Они заговорили о Федоре Родионовиче, и Лида сказала:
— Профессор сильно изменился в последние годы. После смерти Бати он оживился, а затем как-то быстро сник. Я его, кажется, понимаю. Ужасная неудовлетворенность. Надежда и разочарование… — Она заглянула в сигаретную пачку — пусто. Вышла, вскоре вернулась с новой и закончила: — То же будет и со мною, если я разочаруюсь в тебе.
Это было сказано так, словно все между ними было решено. И Герман почувствовал это и не возразил. Он вдруг поймал себя на том, что весь последний час произносит вслух фразы из своих внутренних монологов. Сомнения, размышления, шутки — незначительные или очень важные для него фразы, но несомненно сокровенные, последние годы предназначенные только для личного пользования. И он славно испугался, как бы не исчезло вдруг это обвораживающее ощущение полной открытости, это юношеское чувство единства с собеседником. И замолк, глядя на оживленное, счастливое лицо Лиды, угадывая в ее больших темных глазах смятение. Лида… И он впервые назвал ее по имени:
— Вот такие дела, Лида…
Дождь по-прежнему неторопливо поливал вечерние улицы. С влажным шелестом проносились автомобили. Разбрызгивая толстыми шинами лужицы на асфальте, убегали, уносили в темноту свои теплые огни троллейбусы. Громоздились в черном небе линялые квадраты окон.
Герман шел, подняв воротник плаща и не замечая дождевых капель, падавших и падавших на его лицо. Этот вечер был неожиданным, явившимся из каких-то давно ушедших его лет. И вместе с тем это был, несомненно, сегодняшний вечер, может быть даже завтрашний, но никак не вчерашний… Причудливо петляющая пресловутая ниточка жизни! Куда она ведет теперь?.. Его охватило волнение, словно от предчувствия открытия, важного решения, к которому он, кажется, шел давно и настойчиво. Герман быстро, напряженно шагал по мокрому асфальту, но было только ощущение близкого открытия, а мысли путались, мельтешили… Неожиданно он стал думать о Кухнюке. И почему-то не удивился.
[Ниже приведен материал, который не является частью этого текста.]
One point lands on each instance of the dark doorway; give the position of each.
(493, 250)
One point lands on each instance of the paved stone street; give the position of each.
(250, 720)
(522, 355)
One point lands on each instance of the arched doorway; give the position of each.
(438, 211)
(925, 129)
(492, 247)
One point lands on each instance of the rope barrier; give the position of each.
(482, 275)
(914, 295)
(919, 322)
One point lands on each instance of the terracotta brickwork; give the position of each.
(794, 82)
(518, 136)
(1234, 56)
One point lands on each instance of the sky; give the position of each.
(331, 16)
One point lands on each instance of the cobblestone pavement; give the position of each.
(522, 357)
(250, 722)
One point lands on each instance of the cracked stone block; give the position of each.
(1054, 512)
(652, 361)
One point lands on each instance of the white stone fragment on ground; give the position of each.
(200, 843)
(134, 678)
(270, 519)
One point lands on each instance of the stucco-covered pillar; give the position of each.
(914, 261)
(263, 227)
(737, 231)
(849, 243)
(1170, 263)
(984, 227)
Почти невероятно: в необычный, пожалуй даже радостный вечер, когда он чувствовал себя стоящим на пороге чего-то важного, освобождающего, в этот вечер он думал о Кухнюке! Но не с него ли все и началось? Герман вспомнил утро после дежурства, свежий солнечный парк, белые новые дома за пустырем….
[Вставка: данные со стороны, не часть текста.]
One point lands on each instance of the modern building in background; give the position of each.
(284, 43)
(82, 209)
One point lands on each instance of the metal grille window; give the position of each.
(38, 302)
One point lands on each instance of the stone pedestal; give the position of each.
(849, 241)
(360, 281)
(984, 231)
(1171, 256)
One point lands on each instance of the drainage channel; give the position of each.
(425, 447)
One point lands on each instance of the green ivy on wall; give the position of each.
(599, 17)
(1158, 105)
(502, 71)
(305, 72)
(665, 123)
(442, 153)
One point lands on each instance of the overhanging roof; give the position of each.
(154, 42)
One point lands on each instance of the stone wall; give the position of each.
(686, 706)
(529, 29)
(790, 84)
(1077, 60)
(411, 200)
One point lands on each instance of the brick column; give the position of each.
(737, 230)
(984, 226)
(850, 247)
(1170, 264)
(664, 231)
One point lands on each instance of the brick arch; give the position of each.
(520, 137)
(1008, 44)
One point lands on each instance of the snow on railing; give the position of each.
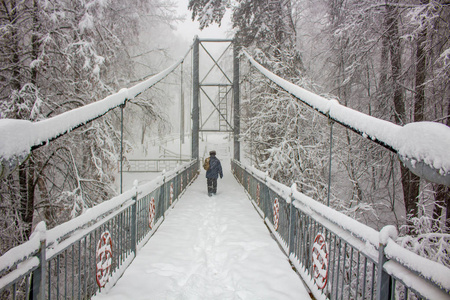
(422, 146)
(19, 137)
(88, 254)
(337, 256)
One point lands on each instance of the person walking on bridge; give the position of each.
(214, 170)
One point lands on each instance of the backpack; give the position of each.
(206, 164)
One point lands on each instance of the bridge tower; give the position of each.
(215, 104)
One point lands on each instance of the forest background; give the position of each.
(388, 59)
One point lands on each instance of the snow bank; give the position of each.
(422, 146)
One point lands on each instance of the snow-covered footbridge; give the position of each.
(256, 239)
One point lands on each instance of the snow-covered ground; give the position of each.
(210, 248)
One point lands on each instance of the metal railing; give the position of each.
(88, 254)
(336, 256)
(152, 165)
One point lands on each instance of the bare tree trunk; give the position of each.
(410, 181)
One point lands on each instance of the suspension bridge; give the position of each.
(257, 239)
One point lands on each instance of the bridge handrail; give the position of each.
(422, 146)
(300, 217)
(126, 216)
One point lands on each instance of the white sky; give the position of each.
(188, 29)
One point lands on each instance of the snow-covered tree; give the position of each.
(56, 56)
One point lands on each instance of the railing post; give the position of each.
(292, 219)
(329, 166)
(236, 101)
(134, 225)
(39, 275)
(384, 280)
(195, 98)
(121, 146)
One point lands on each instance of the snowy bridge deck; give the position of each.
(210, 248)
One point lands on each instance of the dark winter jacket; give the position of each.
(215, 168)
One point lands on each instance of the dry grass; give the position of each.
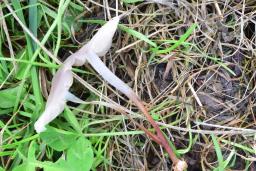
(199, 92)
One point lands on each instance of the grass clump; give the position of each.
(192, 63)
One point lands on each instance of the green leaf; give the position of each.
(179, 42)
(58, 140)
(132, 1)
(80, 155)
(8, 97)
(137, 34)
(218, 151)
(128, 30)
(71, 118)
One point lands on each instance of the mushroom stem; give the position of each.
(112, 79)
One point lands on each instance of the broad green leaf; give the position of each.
(58, 140)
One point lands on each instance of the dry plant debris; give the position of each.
(192, 63)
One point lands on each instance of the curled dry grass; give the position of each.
(205, 86)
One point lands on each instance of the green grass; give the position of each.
(85, 137)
Человек жив чувствами. Любовь и долг, угрызения совести, ненависть… Как часто они борются в человеке, и побеждает самое сильное! Но можем ли мы предвидеть, когда этот непрерывный вихрь, именуемый нашим миром чувств, выплеснется наружу? И как это будет выглядеть?
Герман замедлил шаг. Идти домой не хотелось. Возбужденное настроение не вязалось со спокойствием их квартиры. Он подумал почему-то именно о квартире. Словно жена была просто соседкой, с которой они жили очень дружно… Герман остановился у витрины гастронома. У него не было никакой цели, просто отсюда до его дома оставалось не более пяти минут медленным шагом. За стеклом, внутри магазина, двигались в желтоватом свете размытые дождевыми струйками немногочисленные покупатели. Часть касс была уже закрыта, кассиры подсчитывали выручку. С минуты на минуту магазин закрывался. Одна из фигур там, внутри, показалась Герману знакомой. Он пригляделся и узнал Федора Родионовича. Вспомнил, что нужно бы купить сигарет, и вошел в магазин. Федор Родионович обрадовался встрече.